By Agnieszka Flak
TURIN Italy (Reuters) - FIAT (F.IT)
Fiat Chief Executive Sergio Marchionne completed the full buyout of Chrysler earlier this year and wants to incorporate the two as a Dutch-registered combine, Fiat Chrysler Automobiles (FCA).
The motion to create FCA was approved by the required two-thirds majority of shareholders present.
However, around 8 percent of all of Fiat's investors voted against the merger and should enough of them exercise their rights to sell out, the merger could still fail or at least be delayed, according to a condition set out as part of the merger.

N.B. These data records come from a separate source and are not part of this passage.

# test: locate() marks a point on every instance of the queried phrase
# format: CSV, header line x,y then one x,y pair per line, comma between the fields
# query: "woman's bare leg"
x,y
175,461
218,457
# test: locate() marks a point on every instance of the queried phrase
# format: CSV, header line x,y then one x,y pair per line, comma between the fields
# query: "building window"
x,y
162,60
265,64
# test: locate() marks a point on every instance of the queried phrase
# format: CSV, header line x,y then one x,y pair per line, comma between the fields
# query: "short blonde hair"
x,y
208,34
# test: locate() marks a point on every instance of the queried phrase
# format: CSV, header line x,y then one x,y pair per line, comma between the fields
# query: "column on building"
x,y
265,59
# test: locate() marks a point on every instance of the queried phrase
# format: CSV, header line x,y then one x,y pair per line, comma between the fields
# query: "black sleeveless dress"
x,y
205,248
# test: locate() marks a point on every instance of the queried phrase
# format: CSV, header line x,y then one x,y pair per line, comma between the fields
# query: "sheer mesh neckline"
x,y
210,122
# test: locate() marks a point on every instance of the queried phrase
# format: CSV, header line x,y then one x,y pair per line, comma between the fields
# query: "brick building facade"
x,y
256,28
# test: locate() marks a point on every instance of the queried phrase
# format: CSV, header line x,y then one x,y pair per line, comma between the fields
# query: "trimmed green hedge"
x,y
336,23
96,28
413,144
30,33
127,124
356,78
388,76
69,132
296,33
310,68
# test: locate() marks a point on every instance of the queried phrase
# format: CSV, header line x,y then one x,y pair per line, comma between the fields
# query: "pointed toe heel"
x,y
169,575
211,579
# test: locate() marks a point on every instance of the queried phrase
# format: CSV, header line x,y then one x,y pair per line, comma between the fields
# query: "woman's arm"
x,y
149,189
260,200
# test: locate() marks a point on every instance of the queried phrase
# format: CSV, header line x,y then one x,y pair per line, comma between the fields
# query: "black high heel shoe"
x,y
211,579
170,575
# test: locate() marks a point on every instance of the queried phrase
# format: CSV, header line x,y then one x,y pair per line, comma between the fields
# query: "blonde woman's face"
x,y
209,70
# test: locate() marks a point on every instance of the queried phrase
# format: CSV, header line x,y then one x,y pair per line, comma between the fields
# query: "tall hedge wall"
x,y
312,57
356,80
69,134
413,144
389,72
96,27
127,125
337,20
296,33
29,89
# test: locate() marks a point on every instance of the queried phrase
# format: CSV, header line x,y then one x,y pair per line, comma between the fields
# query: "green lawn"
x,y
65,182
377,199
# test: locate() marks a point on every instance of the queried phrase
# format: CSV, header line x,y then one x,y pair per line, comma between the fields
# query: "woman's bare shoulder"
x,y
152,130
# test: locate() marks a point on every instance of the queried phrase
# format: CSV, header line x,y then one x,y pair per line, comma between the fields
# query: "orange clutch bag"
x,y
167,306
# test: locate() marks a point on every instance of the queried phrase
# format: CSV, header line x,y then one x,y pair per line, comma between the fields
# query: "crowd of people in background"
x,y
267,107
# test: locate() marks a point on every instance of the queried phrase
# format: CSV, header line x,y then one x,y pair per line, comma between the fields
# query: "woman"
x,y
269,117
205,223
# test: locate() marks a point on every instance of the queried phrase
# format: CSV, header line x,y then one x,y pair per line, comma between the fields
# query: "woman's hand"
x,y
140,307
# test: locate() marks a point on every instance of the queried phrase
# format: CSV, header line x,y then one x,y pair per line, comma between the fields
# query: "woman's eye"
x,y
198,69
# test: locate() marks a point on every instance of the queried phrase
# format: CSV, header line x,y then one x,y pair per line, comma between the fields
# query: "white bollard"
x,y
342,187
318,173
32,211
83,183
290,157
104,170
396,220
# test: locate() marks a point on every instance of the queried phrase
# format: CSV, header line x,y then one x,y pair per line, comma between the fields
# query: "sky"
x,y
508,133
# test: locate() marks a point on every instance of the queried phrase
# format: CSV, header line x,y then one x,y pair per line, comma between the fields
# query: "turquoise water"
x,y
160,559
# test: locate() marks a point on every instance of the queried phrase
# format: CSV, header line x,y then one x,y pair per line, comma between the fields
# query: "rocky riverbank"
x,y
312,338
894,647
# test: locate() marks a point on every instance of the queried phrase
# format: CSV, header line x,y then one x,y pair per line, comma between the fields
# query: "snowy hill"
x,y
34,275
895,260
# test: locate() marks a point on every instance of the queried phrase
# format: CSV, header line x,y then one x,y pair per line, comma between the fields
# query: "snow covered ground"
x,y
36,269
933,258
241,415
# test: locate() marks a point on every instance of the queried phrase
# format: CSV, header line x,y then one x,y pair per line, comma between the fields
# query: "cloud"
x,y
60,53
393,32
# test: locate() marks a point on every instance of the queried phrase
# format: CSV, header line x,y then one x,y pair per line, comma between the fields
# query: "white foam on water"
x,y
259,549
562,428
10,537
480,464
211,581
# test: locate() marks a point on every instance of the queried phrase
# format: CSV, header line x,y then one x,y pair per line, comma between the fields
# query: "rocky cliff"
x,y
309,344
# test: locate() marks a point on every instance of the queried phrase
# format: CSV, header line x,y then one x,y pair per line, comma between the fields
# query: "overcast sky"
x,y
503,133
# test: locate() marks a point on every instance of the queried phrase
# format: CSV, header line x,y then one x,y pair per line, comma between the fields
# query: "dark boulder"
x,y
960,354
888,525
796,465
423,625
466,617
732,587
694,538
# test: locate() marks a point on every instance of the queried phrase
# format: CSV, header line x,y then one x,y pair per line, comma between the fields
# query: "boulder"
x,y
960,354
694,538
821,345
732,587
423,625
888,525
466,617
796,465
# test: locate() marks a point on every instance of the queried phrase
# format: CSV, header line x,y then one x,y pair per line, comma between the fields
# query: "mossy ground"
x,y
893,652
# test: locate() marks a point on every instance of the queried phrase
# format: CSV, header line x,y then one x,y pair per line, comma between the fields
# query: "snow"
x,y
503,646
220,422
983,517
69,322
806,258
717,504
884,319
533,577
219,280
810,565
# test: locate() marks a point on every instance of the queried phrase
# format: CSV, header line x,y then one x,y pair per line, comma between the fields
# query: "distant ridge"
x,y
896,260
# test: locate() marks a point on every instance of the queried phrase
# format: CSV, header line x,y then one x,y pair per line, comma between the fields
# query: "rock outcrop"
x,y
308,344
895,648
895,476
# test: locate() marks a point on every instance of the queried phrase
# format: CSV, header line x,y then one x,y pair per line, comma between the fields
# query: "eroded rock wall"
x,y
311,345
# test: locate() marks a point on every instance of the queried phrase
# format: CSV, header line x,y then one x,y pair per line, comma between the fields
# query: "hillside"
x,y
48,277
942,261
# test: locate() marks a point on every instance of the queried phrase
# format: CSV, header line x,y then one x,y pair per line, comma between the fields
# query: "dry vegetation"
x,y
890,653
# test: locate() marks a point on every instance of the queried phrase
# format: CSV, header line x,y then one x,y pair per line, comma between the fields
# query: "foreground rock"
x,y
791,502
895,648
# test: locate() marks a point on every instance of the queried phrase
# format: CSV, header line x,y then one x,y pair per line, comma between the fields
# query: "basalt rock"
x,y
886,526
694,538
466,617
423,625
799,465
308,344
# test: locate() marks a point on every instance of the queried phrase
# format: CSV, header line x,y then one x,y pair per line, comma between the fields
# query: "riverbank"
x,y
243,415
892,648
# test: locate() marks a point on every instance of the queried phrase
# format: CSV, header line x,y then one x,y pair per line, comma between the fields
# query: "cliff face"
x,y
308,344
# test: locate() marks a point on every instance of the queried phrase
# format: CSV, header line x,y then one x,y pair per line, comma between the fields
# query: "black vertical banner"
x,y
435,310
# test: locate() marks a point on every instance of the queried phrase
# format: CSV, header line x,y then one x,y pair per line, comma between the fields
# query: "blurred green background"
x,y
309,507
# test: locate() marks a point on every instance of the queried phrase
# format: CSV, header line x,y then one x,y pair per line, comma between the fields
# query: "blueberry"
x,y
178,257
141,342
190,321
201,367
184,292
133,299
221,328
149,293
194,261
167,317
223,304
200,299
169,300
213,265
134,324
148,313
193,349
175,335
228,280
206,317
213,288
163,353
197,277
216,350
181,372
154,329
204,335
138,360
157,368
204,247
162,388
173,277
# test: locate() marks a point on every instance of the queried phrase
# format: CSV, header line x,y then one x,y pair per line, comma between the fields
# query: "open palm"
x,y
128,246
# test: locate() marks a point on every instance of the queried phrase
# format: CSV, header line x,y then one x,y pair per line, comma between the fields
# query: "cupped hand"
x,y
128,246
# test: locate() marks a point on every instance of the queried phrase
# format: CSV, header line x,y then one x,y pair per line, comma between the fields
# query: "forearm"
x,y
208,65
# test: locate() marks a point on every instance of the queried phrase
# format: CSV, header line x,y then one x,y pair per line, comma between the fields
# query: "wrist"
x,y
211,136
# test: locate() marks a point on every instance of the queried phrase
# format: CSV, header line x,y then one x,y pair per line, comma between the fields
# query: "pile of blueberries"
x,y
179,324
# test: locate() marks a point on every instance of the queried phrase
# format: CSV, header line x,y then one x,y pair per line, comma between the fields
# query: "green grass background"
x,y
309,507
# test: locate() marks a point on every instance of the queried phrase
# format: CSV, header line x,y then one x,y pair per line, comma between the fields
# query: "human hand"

Marchionne is counting on the merger and the U.S. listing to help foot the bill for a bold 48 billion euro ($64 billion) plan to grow net profit five-fold and sales by 60 percent by 2018 by gaining access to a larger pool of capital resources.
Marchionne helped rescue Chrysler in 2009 and turned the U.S. firm into a key profit centre for Fiat, although quarterly results released on Wednesday disappointed.
The merger plan has raised concerns it would tighten the grip on the company by main shareholder Exor
The creation of FCA will help Marchionne ease his reliance on Europe where thousands of Fiat's Italian workers are still on state-backed temporary lay-off schemes, highlight its gains in the United States and could convince investors that FCA can rival General Motors
"With today's meeting begins the future of our company," Chairman John Elkann, the grandson of late Fiat patriarch Gianni Agnelli, said at the start of the last shareholder meeting likely to be held in Italy.
FCA is expected to be headquartered in London and have its tax domicile in Britain, Fiat has said, cementing a politically-sensitive shift away from Italy, its home of the past 115 years.
Fiat, considered by many as an Italian national champion, is one of the country's main employers, with 62,000 staff there.
Many are still on temporary layoff schemes as plants have been running at low capacity after car sales in Italy and Europe fell to historic lows and are only slowly being ramped up.
Italian labour unions and politicians have been concerned about potential job cuts, but Fiat said the merger would have no impact on jobs in Italy or elsewhere.
EXIT RIGHTS
Investors will receive one FCA share for each Fiat share they hold. Most will also be eligible for special voting shares, which will not be listed or traded.
Investors who voted against the merger are entitled to cash exit rights of 7.727 euros per share. Should the total sum that needs to be paid for those rights to shareholders and creditors exceed 500 million euros, the merger will fail, Fiat has said.
Marchionne said he would try again if that occurred, but the process would be much delayed.
The creation of FCA will not lead to significant operational cost savings or synergies, Fiat has said, and failure to get the final OK for the tie-up would have little operational impact.
However, a rejection would likely "prove embarrassing for Marchionne and may result in higher financing costs going forward," Arndt Ellinghorst, a London-based analyst at investment researchers ISI Group, said in a note.
Marchionne said on Friday he and Elkann were confident the merger would go through, despite proxy advisory firms ISS and smaller peer Frontis Governance saying it would reduce shareholder rights and boost Exor's influence.
Another such firm, Glass Lewis, said the move's benefits outweighed the risks and on balance it was "in the best interests of shareholders".
Exor owns 30 percent of Fiat, but its voting power could rise to as much as 46 percent via the loyalty scheme put in place as part of the merger to reward long-term investors.
Elkann confirmed his family's commitment to Fiat, "even more so now that there are big opportunities on the horizon", denying rumours that the Agnellis would sell down their stake.